Friday, 23 August 2013

Human Hair

Posted by simran at 09:10

Human Hair - Facts and Information

Hair is defined as a protein filament that grows through the epidermis from follicles deep within the dermis.
Hair can grow on most areas of the human body, except on the palms of the hands and the soles of the feet (among other areas), but hair is most noticeable in most people in a small number of areas, which are also the ones that are most commonly trimmed, plucked, or shaved. These include the face, nose, ears, head, eyebrows, eyelashes, legs and armpits, as well as the pubic region.
Hair can be divided into three parts length-wise, (a) the bulb, a swelling at the hair base which originates from the dermis, (b) the root, which is the hair lying beneath the skin surface, and (c) the shaft, which is the hair above the skin surface. In cross-section, there are also three parts, (a) the medulla, an area in the core which contains loose cells and airspaces (b) the cortex, which contains densely packed keratin and (c) the cuticle, which is a single layer of cells arranged like roof shingles.
Human scalp hair normally grows at a rate of 0.4 mm /day (incidentally human scalp hair grows at a rate four times that of human nails. Human nails grow at a rate of 0.1 mm/day). It is commonly accepted that emotional distress, especially that caused by verbal abuse, etc. often is a contributing factor to a slower hair growth rate.

Dandruff - Due to the excessive shedding of dead skin cells from the scalp. Dandruff can also be caused by frequent exposure to extreme heat and cold. As it is normal for skin cells to die and flake off, a small amount of flaking is normal and in fact quite common.
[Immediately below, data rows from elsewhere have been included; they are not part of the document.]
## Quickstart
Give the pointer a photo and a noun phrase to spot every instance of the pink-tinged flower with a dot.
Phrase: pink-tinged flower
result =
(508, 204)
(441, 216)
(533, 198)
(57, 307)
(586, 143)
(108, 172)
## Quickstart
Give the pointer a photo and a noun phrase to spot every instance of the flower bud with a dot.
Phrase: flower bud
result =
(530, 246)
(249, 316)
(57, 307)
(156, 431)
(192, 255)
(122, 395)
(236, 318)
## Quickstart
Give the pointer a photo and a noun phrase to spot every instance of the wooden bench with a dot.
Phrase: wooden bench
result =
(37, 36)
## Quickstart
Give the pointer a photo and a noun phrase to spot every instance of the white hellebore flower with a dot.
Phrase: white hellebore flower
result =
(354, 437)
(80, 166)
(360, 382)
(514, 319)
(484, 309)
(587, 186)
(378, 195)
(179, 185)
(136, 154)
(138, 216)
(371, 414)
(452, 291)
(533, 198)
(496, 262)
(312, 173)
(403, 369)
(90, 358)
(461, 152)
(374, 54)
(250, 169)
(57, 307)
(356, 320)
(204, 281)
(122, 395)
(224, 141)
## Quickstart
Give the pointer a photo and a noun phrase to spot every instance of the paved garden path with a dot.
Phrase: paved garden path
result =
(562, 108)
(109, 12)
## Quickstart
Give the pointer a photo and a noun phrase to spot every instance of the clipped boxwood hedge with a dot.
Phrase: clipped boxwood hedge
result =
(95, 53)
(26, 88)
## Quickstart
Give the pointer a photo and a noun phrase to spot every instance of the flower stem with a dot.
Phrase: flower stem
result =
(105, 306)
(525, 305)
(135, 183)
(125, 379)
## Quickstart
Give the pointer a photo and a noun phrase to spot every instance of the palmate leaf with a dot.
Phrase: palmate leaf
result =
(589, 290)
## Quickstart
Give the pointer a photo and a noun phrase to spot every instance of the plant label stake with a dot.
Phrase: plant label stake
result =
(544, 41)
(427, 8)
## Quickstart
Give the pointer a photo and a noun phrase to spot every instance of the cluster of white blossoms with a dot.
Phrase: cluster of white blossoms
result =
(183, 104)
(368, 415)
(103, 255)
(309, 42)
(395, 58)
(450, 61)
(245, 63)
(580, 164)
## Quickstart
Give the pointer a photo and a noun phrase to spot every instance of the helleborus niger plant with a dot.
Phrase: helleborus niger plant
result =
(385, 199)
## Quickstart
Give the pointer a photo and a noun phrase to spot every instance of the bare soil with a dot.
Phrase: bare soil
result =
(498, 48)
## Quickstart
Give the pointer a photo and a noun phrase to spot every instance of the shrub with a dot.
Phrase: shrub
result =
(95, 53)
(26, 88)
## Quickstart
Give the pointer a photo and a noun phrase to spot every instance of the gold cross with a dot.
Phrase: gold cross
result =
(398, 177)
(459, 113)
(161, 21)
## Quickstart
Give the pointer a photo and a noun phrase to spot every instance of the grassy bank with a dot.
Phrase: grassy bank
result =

Some people, however, either chronically or as a result of certain triggers, experience an unusually large amount of flaking, which can also be accompanied by redness and irritation.

Hair Texture - Usually defined as fine, medium, coarse, wiry or frizzy hair depending on the hair diameter. Within these four texture ranges hair can also be thin, medium or thick density and it can be straight, curly, 'kinky' (tightly coiled), or wavy. Hair conditioner also affects hair texture. Hair can be healthy, normal, oily, dry, damaged or a combination. Hair texture can also be affected by hair styling equipment such as straighteners, crimpers, or curlers.
Curly and/or 'kinky' hair has a different biological structure from straight hair. It tends to be much drier than straight hair because the oils secreted into the hair shaft by the sebaceous glands can more easily travel down the shaft of straight hair. People with very curly hair may find that this hair type can be dry and often frizzy.

Gray Hair - The tendency of older people to develop gray hair is due to a build up of hydrogen peroxide due to wear and tear of the hair follicles. Gray hair is considered to be a characteristic of normal aging. The age at which this occurs varies from person to person, but in general nearly everyone 75 years or older has gray hair, and in general men tend to become gray at younger ages than women. Red hair usually doesn't turn gray with age; rather it becomes a sandy color and afterward turns white.

Hair Loss - Often drugs used in cancer chemotherapy will frequently cause a temporary loss of hair, most noticeable on the head and eyebrows, because they kill all rapidly dividing cells, not just the cancerous ones. Other diseases and traumas can cause temporary or permanent loss of hair, either generally or in patches. Patients with Hyperthyroidism or Hypothyroidism can experience hair loss until their hormone levels are regulated.

Baldness - Involves the state of lacking hair where it often grows, especially on the head. The most common form of baldness is a progressive hair thinning condition called androgenic alopecia. The amount and patterns of baldness can vary greatly; it ranges from male and female pattern alopecia (androgenic alopecia, also called androgenetic alopecia or alopecia androgenetica), alopecia areata, which involves the loss of some of the hair from the head, and alopecia totalis, which involves the loss of all head hair, to the most extreme form, alopecia universalis, which involves the loss of all hair from the head and the body.
Treatments for various forms of alopecia have limited success. Some hair loss sufferers make use of clinically proven treatments such as finasteride and topically applied minoxidil in an attempt to prevent further loss and regrow hair. As a general rule, it is easier to maintain remaining hair than it is to regrow; however, the treatments mentioned may prevent hair loss from Androgenetic alopecia, and there are new technologies in cosmetic transplant surgery and hair replacement systems that can be completely undetectable.
In the USA, there are only two drug-based treatments that have been approved by the U.S. Food and Drug Administration (FDA) and one product that has been cleared by the FDA for the treatment of androgenetic alopecia, they are finasteride (marketed for hair loss as Propecia) and minoxidil.